Using Forecast Temporal Variability to Evaluate Model Behavior

Abstract

he statistics of model temporal variability ought to be the same as those of the filtered version of reality that the model is designed to represent. Here, simple diagnostics are introduced to quantify temporal variability on different time scales and are then applied to NCEP and CMC global ensemble forecasting systems. These diagnostics enable comparison of temporal variability in forecasts with temporal variability in the initial states from which the forecasts are produced. They also allow for an examination of how day-to-day variability in the forecast model changes as forecast integration time increases. Because the error in subsequent analyses will differ, it is shown that forecast temporal variability should lie between corresponding analysis variability and analysis variability minus 2 times the analysis error variance. This expectation is not always met and possible causes are discussed. The day-to-day variability in NCEP forecasts steadily decreases at a slow rate as forecast time increases. In contrast, temporal variability increases during the first few days in the CMC control forecasts, and then levels off, consistent with a spinup of the forecasts starting from overly smoothed analyses.
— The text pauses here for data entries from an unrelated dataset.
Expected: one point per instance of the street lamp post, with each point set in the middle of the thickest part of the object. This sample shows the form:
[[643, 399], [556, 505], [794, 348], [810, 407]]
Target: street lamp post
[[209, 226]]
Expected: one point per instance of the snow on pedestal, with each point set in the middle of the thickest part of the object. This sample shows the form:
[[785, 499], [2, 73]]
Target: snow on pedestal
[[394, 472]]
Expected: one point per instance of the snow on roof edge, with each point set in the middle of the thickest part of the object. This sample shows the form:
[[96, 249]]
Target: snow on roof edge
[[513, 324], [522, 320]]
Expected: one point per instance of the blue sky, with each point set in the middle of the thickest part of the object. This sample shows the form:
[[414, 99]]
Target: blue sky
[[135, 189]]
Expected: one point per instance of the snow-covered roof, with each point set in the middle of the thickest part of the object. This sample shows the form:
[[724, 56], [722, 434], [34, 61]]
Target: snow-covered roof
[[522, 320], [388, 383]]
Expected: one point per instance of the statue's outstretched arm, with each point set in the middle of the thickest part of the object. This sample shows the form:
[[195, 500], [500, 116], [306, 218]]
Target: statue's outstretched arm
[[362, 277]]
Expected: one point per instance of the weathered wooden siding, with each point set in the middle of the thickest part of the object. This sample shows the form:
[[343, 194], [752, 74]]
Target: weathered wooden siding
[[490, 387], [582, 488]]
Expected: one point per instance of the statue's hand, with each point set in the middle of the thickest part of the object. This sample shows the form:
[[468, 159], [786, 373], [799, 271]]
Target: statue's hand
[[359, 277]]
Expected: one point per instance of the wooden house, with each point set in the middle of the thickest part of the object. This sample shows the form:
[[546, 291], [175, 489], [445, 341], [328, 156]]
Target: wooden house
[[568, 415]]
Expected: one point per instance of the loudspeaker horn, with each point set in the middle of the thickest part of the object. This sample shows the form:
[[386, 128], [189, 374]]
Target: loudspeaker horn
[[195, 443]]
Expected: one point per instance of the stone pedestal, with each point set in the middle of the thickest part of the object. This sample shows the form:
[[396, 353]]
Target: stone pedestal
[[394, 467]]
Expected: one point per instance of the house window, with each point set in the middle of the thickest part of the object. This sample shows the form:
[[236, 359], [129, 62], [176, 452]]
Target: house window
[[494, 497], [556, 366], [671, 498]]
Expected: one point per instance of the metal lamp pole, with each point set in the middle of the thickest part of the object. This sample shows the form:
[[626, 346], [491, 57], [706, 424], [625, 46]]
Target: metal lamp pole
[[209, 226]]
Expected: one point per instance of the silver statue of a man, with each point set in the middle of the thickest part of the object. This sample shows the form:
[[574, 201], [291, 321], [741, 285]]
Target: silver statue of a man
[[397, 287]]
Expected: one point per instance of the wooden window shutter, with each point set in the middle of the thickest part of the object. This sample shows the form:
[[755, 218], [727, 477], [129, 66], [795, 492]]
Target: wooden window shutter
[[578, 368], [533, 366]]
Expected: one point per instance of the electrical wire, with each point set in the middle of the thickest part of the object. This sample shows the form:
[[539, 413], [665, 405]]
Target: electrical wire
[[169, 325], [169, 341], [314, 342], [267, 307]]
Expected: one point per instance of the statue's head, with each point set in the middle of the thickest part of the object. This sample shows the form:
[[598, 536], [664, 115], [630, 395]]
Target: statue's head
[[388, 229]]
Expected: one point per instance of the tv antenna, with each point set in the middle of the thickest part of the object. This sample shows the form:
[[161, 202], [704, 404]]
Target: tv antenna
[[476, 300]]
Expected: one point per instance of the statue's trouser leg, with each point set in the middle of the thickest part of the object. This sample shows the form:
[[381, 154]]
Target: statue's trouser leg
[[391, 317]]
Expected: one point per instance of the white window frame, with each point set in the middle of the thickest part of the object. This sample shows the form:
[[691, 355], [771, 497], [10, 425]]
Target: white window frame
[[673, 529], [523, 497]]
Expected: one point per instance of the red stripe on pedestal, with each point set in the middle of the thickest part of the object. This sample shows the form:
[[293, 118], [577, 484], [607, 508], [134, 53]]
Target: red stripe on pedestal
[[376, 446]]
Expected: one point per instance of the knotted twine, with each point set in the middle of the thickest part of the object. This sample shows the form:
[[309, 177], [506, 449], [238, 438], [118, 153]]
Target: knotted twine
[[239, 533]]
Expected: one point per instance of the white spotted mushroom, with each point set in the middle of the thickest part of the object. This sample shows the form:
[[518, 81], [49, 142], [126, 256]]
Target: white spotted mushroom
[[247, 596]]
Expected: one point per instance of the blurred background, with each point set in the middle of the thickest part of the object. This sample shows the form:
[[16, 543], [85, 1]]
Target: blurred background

The diagnostics successfully reflect a reduction in the temporal variability of the CMC perturbed forecasts after a system upgrade. The diagnostics also illustrate a shift in variability maxima from storm-track regions for 1-day variability to blocking regions for 10-day variability. While these patterns are consistent with previous studies examining temporal variability on different time scales, they have the advantage of being obtainable without the need for extended (e.g., multimonth) forecast integrations.